Chicken with Dried Fruit....Shahi Murgh


  • 2 cups plain yogurt
  • 2 teaspoons salt
  • freshly ground pepper
  • 2 teaspoons ground cumin
  • 2 teaspoons ground coriander
  • 1/2 teaspoon cayenne pepper, or to taste
  • 1/2 cup fresh cilantro, minced
  • 2 chickens, cut up
  • 1/2 cup vegetable oil
  • 2 onions, chopped
  • 5 cloves garlic, chopped
  • 4 green chiles, chopped
  • 16 cardamom pods
  • 12 whole cloves
  • 2 2" cinnamon stick
  • 5 bay leaves
  • 1/2 cup blanched slivered almonds
  • 1/2 cup golden raisins


  • Beat the yogurt lightly until smooth and creamy. Add 1/2 of the salt, some pepper, cumin, coriander and cilantro. Mix and set aside.
  • Salt & pepper the chicken pieces on both sides using the rest of the salt and pepper.
  • Heat the oil in a non-stick fry pan. When hot, add the onions, garlic, green chiles, cardamom, cloves, cinnamon and bay leaves. Stir once and add as many chicken pieces as the pan will hold easily in a single layer. Brown the chicken on both sides and set aside. Brown the rest of the chicken.

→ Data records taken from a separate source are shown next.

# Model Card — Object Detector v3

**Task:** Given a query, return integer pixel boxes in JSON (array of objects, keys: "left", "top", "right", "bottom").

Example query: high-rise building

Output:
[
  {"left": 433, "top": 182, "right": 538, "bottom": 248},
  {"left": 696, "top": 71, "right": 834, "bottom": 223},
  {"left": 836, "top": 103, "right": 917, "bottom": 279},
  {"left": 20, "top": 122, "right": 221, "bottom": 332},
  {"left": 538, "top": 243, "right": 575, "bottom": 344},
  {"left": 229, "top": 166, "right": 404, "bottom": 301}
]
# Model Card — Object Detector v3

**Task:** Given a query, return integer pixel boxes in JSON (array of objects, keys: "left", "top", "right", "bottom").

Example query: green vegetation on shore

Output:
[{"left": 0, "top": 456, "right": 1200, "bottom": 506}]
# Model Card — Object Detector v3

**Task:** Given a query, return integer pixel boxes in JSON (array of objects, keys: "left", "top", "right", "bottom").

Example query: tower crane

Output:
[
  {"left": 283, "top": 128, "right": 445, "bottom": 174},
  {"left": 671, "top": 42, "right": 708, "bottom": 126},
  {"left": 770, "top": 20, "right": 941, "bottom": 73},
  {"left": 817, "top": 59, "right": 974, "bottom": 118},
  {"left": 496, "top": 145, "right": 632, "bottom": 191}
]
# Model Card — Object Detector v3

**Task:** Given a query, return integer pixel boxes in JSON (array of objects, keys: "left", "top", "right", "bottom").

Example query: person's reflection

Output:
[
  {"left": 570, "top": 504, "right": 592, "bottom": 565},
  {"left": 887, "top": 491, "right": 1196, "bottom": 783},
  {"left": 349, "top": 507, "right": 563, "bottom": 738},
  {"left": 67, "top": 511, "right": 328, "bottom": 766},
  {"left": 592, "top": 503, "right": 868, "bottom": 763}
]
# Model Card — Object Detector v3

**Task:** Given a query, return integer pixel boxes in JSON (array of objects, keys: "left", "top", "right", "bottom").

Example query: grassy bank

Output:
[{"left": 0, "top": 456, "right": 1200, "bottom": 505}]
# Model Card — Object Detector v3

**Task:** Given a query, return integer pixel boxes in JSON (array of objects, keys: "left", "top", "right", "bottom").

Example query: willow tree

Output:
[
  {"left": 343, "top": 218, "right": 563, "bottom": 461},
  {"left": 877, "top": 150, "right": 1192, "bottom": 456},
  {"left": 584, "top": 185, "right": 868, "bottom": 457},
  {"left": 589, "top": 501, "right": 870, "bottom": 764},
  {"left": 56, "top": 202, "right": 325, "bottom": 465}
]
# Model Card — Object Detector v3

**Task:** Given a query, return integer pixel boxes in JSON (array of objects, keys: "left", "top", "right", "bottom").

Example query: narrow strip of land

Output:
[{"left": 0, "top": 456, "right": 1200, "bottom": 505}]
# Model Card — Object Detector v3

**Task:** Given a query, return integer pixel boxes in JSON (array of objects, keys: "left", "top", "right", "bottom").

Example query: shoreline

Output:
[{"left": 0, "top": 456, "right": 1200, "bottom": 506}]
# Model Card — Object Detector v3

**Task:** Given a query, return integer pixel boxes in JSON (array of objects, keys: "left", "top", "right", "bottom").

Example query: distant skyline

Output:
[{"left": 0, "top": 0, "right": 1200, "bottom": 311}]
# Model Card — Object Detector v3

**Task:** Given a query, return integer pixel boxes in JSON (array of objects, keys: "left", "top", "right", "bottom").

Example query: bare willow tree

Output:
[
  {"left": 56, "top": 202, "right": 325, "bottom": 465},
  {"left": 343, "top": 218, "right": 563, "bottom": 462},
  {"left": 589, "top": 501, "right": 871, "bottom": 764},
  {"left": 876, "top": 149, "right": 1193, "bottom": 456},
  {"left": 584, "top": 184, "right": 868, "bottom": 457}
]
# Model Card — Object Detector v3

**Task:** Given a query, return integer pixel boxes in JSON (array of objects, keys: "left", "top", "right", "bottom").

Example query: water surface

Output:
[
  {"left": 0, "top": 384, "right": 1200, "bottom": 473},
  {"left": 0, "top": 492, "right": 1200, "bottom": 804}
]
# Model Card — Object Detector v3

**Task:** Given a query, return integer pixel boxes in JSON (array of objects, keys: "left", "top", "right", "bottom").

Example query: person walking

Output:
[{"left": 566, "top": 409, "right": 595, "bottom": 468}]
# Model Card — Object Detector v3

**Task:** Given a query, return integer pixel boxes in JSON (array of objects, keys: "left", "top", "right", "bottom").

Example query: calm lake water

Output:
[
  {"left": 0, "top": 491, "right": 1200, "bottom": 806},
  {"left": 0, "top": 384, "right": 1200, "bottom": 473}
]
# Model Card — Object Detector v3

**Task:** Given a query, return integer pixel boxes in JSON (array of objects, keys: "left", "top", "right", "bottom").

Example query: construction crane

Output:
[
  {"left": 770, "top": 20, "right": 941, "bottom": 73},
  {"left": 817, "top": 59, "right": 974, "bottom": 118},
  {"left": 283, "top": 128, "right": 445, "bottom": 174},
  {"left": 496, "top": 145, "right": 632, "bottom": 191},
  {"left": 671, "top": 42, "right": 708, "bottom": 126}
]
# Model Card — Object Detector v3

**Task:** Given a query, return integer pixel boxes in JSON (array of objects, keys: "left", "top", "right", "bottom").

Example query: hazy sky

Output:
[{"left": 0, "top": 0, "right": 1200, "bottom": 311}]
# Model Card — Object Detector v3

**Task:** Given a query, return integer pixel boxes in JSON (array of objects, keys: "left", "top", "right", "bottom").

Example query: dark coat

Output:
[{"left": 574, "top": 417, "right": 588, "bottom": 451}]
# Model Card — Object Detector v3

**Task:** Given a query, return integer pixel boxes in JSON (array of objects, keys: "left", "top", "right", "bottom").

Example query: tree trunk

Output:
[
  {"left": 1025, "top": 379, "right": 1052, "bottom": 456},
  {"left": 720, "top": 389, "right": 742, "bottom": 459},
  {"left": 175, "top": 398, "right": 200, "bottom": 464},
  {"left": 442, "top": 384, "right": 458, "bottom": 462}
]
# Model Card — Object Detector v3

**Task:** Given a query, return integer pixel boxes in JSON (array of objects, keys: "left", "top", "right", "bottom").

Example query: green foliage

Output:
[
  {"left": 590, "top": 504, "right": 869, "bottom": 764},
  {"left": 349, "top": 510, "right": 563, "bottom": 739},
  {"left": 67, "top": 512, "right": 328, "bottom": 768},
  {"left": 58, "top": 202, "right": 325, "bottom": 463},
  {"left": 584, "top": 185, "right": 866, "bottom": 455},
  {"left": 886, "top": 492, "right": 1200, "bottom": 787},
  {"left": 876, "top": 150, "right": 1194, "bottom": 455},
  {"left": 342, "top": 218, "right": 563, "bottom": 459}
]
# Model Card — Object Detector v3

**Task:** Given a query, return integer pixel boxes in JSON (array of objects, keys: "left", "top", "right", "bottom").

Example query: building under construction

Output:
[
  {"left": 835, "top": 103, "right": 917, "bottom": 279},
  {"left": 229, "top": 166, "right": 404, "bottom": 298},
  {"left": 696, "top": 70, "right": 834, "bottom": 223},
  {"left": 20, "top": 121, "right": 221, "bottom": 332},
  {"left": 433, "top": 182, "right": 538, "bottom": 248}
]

  • Into the same oil, add the almonds and raisins. Stir quickly until the almonds turn golden and raisins plump up. Put the chicken and its accumulated juices back into the pan. Lower heat, place a lid on the pan and simmer for about 10 minutes. Add the seasoned yogurt and bring to a simmer. Cover and lower heat and simmer for about 12-15 minutes, checking and stiring periodically. Remove cover, turn the heat up a bit and reduce the sauce until it just clings to the chicken pieces..Remove the whole spices before serving.